Eastern Michigan University EMU HOME
 
Feb. 5, 2008
Volume 55, No. 21
 

EMU celebrates black history this month

February is Black History Month, and Eastern Michigan University celebrates with a schedule of events that includes guest speakers, one a former Black Panther; a town meeting, music, dancing, poetry, a poster contest and an opportunity to see what you would look like if you were from another race.

Eastern Michigan's Department of African-American Studies, whcih sponsors Black History Month on campus, presents an event series, "The Cultural and Social Voice of African America." Events include:

  • Akindele Akinyeme

    Akinyeme

    A Town Hall meeting is scheduled Tuesday, Feb. 12, 6:30-8 p.m., room 300, Halle Library. Akindele Akinyemi, CEO and founder of Network One, presents a lecture that addresses the social and educational challenges facing African Americans.

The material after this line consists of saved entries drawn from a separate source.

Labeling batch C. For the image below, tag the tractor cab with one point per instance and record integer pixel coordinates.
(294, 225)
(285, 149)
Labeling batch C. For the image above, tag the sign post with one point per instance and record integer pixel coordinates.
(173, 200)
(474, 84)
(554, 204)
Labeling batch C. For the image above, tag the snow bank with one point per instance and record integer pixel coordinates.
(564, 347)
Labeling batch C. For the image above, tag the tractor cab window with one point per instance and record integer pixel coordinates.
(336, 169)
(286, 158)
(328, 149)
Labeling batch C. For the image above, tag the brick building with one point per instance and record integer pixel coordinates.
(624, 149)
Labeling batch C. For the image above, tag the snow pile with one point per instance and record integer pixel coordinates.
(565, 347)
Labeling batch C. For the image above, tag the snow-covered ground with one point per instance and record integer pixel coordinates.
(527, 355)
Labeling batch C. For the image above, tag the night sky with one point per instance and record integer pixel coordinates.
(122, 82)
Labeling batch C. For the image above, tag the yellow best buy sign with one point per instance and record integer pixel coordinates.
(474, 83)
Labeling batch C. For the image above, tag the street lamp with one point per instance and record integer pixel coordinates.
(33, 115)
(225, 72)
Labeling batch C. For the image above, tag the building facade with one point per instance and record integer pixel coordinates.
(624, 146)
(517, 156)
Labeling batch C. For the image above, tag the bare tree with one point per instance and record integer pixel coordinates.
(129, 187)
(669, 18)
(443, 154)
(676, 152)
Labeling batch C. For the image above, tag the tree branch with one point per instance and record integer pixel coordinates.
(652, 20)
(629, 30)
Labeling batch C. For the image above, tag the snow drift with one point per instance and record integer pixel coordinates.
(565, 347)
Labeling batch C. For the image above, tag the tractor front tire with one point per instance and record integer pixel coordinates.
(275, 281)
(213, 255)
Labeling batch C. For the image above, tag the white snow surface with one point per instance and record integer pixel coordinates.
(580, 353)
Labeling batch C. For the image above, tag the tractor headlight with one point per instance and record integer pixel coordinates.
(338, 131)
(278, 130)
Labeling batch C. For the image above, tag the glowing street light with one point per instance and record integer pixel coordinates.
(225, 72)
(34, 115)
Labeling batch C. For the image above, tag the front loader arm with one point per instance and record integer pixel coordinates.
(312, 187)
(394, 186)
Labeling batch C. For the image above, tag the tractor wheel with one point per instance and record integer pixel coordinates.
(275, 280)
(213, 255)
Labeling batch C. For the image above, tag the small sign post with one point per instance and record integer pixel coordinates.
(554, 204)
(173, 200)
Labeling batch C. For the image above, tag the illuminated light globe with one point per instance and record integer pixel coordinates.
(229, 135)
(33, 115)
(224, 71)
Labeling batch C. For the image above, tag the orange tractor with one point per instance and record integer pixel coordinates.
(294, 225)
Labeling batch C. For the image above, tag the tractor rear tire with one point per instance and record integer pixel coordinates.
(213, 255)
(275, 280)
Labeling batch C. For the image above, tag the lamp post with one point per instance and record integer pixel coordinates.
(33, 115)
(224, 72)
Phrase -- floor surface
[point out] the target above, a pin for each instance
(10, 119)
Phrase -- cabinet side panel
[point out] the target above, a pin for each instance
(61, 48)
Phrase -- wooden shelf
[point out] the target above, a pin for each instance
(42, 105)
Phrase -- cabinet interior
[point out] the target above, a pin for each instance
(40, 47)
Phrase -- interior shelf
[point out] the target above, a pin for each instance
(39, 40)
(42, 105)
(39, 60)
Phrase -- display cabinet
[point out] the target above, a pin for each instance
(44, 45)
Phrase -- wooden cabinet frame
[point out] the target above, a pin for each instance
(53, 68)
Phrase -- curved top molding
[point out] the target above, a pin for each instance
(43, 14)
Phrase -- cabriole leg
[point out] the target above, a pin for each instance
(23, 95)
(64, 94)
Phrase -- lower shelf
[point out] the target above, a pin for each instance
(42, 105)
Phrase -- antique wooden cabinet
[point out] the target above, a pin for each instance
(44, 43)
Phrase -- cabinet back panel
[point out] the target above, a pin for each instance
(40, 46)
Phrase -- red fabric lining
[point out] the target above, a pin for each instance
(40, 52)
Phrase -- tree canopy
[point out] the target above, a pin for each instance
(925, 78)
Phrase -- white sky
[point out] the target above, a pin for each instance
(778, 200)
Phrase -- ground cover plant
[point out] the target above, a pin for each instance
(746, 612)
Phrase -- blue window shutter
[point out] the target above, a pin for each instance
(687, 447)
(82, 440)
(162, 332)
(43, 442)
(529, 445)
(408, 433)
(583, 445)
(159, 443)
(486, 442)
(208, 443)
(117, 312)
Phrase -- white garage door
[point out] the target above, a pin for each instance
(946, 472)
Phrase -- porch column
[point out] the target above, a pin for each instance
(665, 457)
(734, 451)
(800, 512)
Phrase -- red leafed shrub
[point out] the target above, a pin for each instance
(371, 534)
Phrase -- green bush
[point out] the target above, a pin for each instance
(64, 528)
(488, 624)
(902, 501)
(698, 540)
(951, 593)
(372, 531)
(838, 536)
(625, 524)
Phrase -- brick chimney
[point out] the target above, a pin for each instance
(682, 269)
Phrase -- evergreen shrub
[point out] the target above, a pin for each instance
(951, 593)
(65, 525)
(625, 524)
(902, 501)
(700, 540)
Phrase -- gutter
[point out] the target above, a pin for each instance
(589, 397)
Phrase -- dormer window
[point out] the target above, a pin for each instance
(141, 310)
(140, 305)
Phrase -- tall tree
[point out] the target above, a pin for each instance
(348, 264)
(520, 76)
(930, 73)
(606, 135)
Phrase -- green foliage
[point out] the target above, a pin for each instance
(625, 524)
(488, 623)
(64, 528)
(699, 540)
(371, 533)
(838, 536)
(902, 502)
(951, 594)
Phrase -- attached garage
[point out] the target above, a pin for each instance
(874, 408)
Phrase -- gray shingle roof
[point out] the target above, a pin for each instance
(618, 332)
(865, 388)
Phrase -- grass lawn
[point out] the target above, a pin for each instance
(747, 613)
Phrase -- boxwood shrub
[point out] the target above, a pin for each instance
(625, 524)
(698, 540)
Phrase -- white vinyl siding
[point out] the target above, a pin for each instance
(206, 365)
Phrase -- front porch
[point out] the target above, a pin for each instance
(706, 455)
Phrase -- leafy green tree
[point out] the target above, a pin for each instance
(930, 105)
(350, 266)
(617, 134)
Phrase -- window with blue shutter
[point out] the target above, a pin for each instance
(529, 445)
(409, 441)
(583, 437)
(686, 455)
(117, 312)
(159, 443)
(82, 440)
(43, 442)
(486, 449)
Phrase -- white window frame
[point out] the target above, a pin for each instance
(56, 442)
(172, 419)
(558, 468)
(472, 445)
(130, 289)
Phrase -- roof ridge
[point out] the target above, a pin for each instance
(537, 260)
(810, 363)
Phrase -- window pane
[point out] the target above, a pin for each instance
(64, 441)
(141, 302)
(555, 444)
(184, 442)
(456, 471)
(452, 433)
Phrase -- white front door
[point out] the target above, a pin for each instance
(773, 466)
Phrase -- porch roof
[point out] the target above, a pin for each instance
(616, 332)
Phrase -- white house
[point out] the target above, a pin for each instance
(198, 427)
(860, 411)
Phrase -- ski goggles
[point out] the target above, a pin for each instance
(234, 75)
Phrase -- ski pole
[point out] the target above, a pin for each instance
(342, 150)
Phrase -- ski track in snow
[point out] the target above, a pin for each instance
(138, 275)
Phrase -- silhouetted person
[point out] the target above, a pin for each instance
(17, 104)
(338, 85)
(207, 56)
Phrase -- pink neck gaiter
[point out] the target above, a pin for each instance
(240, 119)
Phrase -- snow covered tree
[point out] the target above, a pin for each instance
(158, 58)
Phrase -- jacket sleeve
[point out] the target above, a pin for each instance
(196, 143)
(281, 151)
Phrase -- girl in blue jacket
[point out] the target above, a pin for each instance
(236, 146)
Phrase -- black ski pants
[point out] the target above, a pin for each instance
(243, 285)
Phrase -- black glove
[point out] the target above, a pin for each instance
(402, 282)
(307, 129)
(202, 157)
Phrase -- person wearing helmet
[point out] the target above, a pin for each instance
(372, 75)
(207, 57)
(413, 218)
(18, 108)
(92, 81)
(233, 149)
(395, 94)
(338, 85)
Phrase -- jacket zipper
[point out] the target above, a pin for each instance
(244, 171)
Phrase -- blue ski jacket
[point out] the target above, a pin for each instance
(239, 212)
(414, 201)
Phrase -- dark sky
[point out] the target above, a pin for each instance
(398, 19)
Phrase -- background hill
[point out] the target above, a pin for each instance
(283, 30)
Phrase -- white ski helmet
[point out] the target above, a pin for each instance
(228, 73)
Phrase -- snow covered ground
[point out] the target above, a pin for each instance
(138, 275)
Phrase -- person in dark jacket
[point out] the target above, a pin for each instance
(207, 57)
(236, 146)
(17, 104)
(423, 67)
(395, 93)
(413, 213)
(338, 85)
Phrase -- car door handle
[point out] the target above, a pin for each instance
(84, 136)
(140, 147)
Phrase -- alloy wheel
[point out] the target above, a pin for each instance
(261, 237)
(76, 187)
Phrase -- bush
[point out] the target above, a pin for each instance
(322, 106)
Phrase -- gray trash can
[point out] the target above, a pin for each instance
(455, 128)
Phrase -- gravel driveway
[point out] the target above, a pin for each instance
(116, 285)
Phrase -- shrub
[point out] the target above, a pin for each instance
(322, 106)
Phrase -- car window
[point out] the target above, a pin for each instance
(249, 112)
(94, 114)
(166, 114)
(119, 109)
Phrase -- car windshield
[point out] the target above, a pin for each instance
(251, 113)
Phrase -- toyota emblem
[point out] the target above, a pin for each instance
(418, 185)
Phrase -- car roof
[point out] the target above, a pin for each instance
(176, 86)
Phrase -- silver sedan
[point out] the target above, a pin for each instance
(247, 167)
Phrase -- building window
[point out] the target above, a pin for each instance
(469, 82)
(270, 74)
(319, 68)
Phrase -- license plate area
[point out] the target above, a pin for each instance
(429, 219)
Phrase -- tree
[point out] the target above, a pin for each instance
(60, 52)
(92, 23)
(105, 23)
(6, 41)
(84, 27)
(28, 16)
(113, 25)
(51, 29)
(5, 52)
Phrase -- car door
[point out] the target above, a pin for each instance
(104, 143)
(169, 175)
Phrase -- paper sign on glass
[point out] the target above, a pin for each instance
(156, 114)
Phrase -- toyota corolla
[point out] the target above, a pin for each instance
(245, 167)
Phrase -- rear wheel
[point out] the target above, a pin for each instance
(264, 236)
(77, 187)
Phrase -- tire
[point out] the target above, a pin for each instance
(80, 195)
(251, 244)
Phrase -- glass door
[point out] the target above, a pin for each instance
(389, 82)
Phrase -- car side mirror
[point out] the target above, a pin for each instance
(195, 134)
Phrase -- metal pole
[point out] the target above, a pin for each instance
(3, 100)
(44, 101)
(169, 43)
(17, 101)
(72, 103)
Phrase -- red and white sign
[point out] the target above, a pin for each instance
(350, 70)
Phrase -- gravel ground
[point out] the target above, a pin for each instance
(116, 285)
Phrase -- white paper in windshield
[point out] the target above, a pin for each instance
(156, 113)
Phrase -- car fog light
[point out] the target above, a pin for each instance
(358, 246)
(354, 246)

Akinyeme is a nationally renowned motivational speaker, researcher and educator. He is an advocate of family values and education as a means of wealth creation and believes that education, stable famlies and self-reliance are the best antidote to poverty. One Network is a non-partisan conglomerate of small businesses designed to gain economic and political power.

Former Black Panther and Nkrumah Scholar Ahmad Rahman presents the keynote address, "Parallel of Racial Injustice in the 1960s and 2000s," Monday, Feb. 18, 7-9 p.m., Student Center Auditorium. His keynote will provide students witha historical context for understanding the changes and transformations that have occurred in the realm of race relations in the United States.

Rahman, an assistant professor of history at the University of Michigan-Dearborn, was a leader in the Black Panther Party in Detroit. He was sent to prison in 1971 as a result of an FBI investigation. Rahman spent 20 years behind bars, earning his bachelor’s degree and becoming the first prisoner admitted into a graduate program at the University of Michigan-Ann Arbor. Rahman is currently working on the "Kwame Nkrumah Reader" and the "History of the Black Panther Party in Detroit."